Mesela bugünlerde ülkemizde; muhalif partilerden olan MHP en doğru politikayı izlemektedir. Onu destekleyen halk da şüphesiz ülkesini sevmektedir. Ancak bu düşünceye dayanarak halkı sokağa dökmek yerine muhalefetini en sert bir biçimde Mecliste yerine getirmeyi tercih etmekte ve taraftarını tatmin etmektedir, sokaklarda çatışma çıkartmaya niyetli bir kitle de olabilir ancak bu partinin yönetimi, özellikle Başkanları olan Sayın Bahçeli ülkesini sonu belirsiz bir davranışa sürüklemiyor.
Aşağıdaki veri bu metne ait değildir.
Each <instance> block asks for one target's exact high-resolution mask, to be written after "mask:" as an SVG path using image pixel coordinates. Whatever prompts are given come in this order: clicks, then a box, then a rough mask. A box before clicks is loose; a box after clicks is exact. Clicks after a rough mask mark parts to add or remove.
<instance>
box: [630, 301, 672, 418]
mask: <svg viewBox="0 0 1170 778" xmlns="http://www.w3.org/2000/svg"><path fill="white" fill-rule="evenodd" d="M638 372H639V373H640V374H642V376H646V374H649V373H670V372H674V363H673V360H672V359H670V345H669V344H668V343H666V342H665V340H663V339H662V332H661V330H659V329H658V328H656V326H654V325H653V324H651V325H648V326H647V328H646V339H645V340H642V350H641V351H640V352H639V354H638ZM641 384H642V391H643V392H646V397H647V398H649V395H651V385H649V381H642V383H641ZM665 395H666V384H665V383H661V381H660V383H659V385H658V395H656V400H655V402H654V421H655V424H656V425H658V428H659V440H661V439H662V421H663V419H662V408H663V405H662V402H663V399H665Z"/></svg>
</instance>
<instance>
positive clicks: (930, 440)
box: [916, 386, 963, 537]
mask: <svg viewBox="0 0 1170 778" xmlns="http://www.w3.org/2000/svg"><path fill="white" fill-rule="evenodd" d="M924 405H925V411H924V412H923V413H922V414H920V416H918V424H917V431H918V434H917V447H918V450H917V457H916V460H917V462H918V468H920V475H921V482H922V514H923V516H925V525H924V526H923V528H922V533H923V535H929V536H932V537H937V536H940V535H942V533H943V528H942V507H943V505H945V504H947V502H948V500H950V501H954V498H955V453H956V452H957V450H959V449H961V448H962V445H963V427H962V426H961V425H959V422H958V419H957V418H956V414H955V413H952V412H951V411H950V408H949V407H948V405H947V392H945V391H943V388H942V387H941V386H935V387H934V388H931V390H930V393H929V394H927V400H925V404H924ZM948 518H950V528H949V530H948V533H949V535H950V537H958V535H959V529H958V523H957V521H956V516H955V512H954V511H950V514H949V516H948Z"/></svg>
Eğer darbe öncesindeki siyasi hareketlerin tamamı kendi amaçlarını her şeyin önünde görmeselerdi bu demokrasi dışı kesintilere de maruz kalmazdık.

Şu sırada bütün dünya yeniden şekillenirken biz de değişmek ve şartlara uygun olmak zorundayız. İzlenecek politikalara yardımcı olmak, kendi görüşünü politikaya dahil etmenin birinci yolu önce dünyada neler olup bittiğini ve bu konuda en iyi çözümün ne olduğuna karar vermek ve bunu halka anlatmak gerekir. Oysa bugünlerde bizde bazı siyasetçilerin hedefi ülkeye hizmet etmek değil kendilerinin zafer kazanmasıdır. Bu nedenle halkımıza dünyadaki siyasi olaylar slogan niteliğinde anlatılmaktadır. Geçmişte tehlike algımız siyasette komünizmdi şimdi bu hareketin izi bile zayıfladı. Şimdi dünyayı doğru anlamak için tarihimizi doğru anlamak zorundayız. Çünkü tarihler geçmişi anlatmak için değil geleceğe yön vermek için yazılır.